UNITED NATIONS —
Iran's recent ballistic missile launch is “absolutely unacceptable” and the Trump administration will not turn a “blind eye” to such actions, U.S. Ambassador to the United Nations Nikki Haley said Tuesday.
Haley spoke briefly to reporters after attending her first meeting of the U.N. Security Council a session Washington requested.
“We did call a meeting today to discuss what we know, which is we have confirmed that Iran did have a missile launch, a medium-sized missile launch testing on January 29, on Sunday,” she said. “That is absolutely unacceptable.”
Iran confirmed Wednesday that it carried out the missile launch but said it was not in violation of its 2015 nuclear agreement with world powers.
Under U.N. Resolution 2231, which was adopted after the Iran nuclear deal was agreed among six world powers and Tehran in 2015, Iran was “called upon” not to undertake any activity related to ballistic missiles. But the resolution did not specifically demand it.
U.S. President Donald Trump has called the Iran nuclear deal “terrible,” and while campaigning had threatened to tear it up.
Iranian Foreign Minister Mohammad Javad Zarif speaks at a joint press conference with his French counterpart Jean-Marc Ayrault, in Tehran, Jan. 31, 2017. Zarif refused to confirm that the country conducted a missile test.
Have to back Resolution 2231
Haley, during her Senate confirmation hearing, characterized it as a “disappointment” that “created more of a threat,” but said she would focus on Iran's compliance with its provisions.
“What we know for a fact is that Resolution 2231 basically said that they could not go forward with ballistic missile testing,” Haley said. “What we need them to know is that Security Council Resolution 2231 means something.” She said she told her 14 council counterparts that the resolution is only as good as its enforcement.
“So, what we are hearing from Iran is that they are being naive, saying ‘we have no intention of attacking any country.’ I will tell the people across the world that is something we should be alarmed about,” Haley added.
She said the United States is not naive. “You will see us call them out as we said we would, and you are also going to see us act accordingly.”
Limit Iran access to technology
Haley said the United States also will follow through to make sure prohibitions on supplying Iran with technology to do such launches would be respected.
“We have said with this administration that we are not going to show a blind eye to these things that happen,” Haley said. “We're gonna act, we're gonna be strong, we're gonna be loud and we're gonna do whatever it takes to protect the American people and the people across the world, because that's what the goal is supposed to be.”

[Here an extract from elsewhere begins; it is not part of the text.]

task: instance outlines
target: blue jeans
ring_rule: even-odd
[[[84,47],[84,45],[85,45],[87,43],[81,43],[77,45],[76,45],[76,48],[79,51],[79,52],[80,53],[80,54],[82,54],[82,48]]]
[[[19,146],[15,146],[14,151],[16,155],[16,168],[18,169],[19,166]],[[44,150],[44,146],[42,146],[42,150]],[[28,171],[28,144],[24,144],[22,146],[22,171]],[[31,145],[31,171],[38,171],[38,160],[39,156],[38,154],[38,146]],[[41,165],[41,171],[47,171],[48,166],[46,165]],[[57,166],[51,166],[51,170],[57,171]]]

“There was very significant concern about the ballistic missile launch, which has now been confirmed,” Britain's U.N. envoy Matthew Rycroft told reporters.
United Kingdom U.N. Ambassador Matthew Rycroft takes part in a Security Council debate on the Middle East conflict, Jan. 17, 2017, at U.N. headquarters.
Launch called 'inconsistent'
Rycroft said they have asked the committee that monitors implementation of Resolution 2231 to review the incident, and the council also has asked U.N. Secretary-General António Guterres to investigate and report back to them.
He said the January 29 launch is “inconsistent” with Resolution 2231, and he urged Iran to abide by all of its obligations. He urged Tehran to consider the regional repercussions of their actions.
“This is a step which is potentially destabilizing in an already unstable region,” Rycroft said.
Iran's U.N. mission sent out a statement reiterating its foreign ministry position, saying, “Security Council Resolution 2231 does not prohibit legitimate and conventional missile activities. We reject politically motivated comments regarding Iran's missile program.”